Sex also at times is used as currency. Girls who have no money can be offered cell phones or new clothes by older men who want to sleep with them.
Just behind the hospital where the PrEP study is being conducted, says Sekhukhuni, there's a settlement of shacks where the people don't have electricity.
"So there's this one guy who owns a tavern and he has a generator and he makes people pay 5 rand to charge their cellphones," he says.
But he offers to charge girls' phones for free in exchange for sex. And some of the girls accept his offer.
In these types of relationships the tavern owner holds a lot of power in the community. He's got the generator. The man may be HIV positive and Sekhukhuni says he may refuse to use condoms.
"The same girls that sleep with this guy they'll go back and sleep with their peers of their same age group," he says. "Meaning [HIV] is still going to spread some more."
But Sekhukhuni says this is the beauty of PrEP. In these complex, messy, real-world sexual networks, PrEP may be able to protect these teenagers from the lifelong burden of HIV.
I don't, not for a second, believe this program should be stopped if it is keeping people, especially young people, from becoming infected but it is certainly not enough. It should certainly be closely monitored.
But this doesn't touch the bigger problem that controlling the epidemic spread of HIV requires. The media has certainly encouraged the idea that people are rightly seen as a commodity both in terms of labor and sex, especially young women and girls. The media could encourage respect for other people and drive home the reality that using other people as if they are object isn't just entirely immoral, it is also dangerous to both the used and the user.

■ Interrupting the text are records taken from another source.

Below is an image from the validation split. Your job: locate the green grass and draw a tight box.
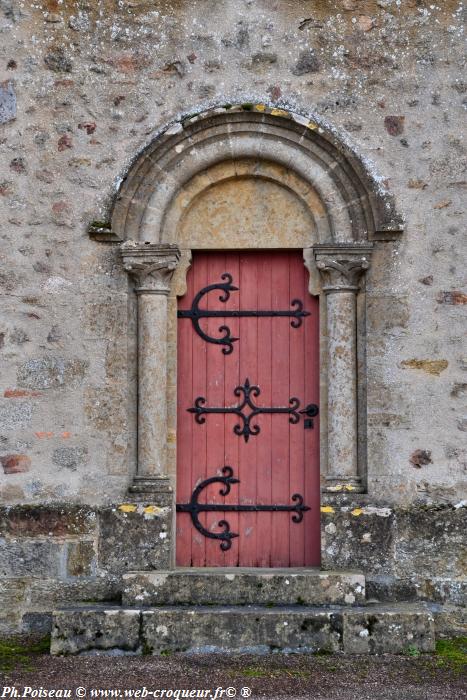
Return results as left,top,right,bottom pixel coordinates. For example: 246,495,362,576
0,637,50,673
230,666,310,679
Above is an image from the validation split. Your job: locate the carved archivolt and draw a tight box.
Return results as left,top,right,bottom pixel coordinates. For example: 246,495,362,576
111,105,402,243
109,105,402,500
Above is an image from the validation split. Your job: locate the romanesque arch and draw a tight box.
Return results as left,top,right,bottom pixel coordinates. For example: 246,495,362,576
109,105,402,540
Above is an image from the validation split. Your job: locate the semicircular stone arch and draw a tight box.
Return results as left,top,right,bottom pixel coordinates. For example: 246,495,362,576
112,105,401,248
115,105,403,520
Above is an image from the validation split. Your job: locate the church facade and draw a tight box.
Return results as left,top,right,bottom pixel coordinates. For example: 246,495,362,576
0,0,467,653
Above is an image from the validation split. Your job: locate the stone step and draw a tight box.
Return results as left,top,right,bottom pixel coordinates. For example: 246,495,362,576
51,604,435,655
122,568,365,607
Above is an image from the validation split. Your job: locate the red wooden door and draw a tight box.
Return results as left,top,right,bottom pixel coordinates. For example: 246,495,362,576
176,251,320,567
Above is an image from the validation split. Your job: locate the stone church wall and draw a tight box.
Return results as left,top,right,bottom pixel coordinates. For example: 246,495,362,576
0,0,467,632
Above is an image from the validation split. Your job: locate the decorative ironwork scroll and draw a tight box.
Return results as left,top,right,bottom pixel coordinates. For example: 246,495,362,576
177,272,310,355
176,466,310,552
187,378,300,442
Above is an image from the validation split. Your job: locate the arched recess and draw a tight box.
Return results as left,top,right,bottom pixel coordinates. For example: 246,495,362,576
109,105,403,532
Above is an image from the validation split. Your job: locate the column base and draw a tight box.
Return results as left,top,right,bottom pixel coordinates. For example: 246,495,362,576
323,476,365,494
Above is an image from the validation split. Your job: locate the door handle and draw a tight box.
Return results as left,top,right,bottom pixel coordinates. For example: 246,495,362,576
299,403,319,430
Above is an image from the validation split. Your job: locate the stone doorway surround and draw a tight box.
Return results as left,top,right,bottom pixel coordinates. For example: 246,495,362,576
94,105,403,564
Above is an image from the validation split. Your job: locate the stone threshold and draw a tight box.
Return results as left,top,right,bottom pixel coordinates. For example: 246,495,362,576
51,604,435,655
122,568,366,607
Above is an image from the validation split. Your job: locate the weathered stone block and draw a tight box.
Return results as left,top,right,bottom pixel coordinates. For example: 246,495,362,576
142,606,341,654
428,603,467,639
66,540,97,576
366,575,418,603
343,605,435,654
17,357,87,389
0,80,16,124
0,454,31,474
98,503,172,574
28,575,120,611
321,505,394,573
0,539,63,577
123,568,365,607
0,504,97,537
50,608,141,655
394,506,467,578
416,577,467,607
0,578,27,629
0,401,32,432
52,447,88,471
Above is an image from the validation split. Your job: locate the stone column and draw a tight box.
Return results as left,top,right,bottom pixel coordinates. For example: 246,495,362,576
120,241,180,494
313,243,372,492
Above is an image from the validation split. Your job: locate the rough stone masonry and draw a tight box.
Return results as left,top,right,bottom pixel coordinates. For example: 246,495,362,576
0,0,467,634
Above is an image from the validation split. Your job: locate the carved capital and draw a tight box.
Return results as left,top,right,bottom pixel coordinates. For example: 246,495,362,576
120,241,180,295
313,243,372,294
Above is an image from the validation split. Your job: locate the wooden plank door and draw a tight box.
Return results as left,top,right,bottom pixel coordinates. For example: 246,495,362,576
176,251,320,567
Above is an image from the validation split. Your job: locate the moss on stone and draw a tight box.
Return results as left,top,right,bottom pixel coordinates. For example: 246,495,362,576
436,637,467,673
0,636,50,673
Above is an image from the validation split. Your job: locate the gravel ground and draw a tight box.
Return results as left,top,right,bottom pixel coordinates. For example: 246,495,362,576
0,654,467,700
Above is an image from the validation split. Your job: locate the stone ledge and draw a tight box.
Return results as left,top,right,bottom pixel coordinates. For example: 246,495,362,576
122,568,365,607
51,605,435,655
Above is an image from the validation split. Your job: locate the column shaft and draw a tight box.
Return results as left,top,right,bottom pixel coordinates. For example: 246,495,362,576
120,241,180,494
138,292,167,479
313,243,372,493
326,291,360,485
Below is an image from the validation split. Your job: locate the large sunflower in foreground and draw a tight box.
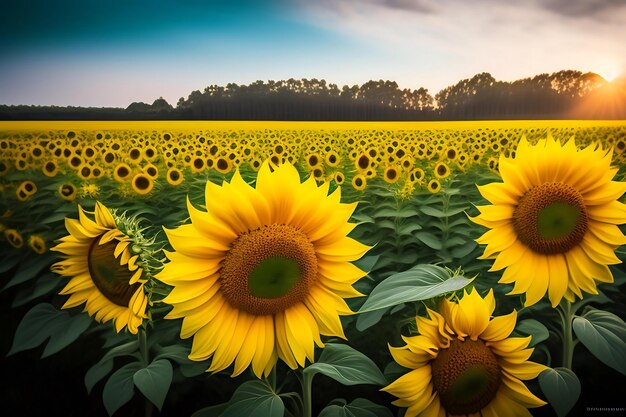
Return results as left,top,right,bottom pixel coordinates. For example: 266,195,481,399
157,163,369,377
383,290,546,417
51,203,148,334
472,137,626,307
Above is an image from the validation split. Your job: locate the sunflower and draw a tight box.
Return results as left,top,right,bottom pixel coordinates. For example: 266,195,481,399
157,162,369,378
383,290,546,417
50,202,148,334
472,137,626,307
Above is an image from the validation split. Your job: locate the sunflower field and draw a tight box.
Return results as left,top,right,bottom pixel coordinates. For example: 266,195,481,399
0,121,626,417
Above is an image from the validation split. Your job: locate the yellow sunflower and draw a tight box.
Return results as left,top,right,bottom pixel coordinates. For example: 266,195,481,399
472,137,626,307
157,162,369,377
383,290,546,417
51,203,148,334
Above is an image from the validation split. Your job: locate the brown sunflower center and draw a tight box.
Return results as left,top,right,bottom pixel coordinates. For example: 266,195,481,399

I have mentioned that one of the justified fears of general sexual promiscuity is that other, as or more deadly viruses and other organisms can evolve and arise just as HIV did four decades ago. Even if they can use this regimen to put a significant dent in the pandemic of HIV invections, now, there is nothing to keep another sexually transmitted disease from arising. The biological fact is that any act of sex which includes contact with semen, blood and other biological material carries a high potential of infection. The story says that just encouraging the use of condoms has not been universally successful, though it is another means of preventing some infections. The biggest problem is that men and boys often won't use them and they are often in a position to either force other men and women and, certainly, children into letting them have sex without condoms. If men and boys didn't feel entitled to be selfish, irresponsible jerks, it would, as well, be another partially successful way to prevent the spread of STDs. Today, entertainment media, especially when the topic is sex, tells them the exact opposite. The role of the media in encouraging selfish, irresponsible behavior among men is among the biggest problems that anyone trying to fight the pandemic of HIV is up against. It goes way beyond encouraging condom use, though that is certainly part of it.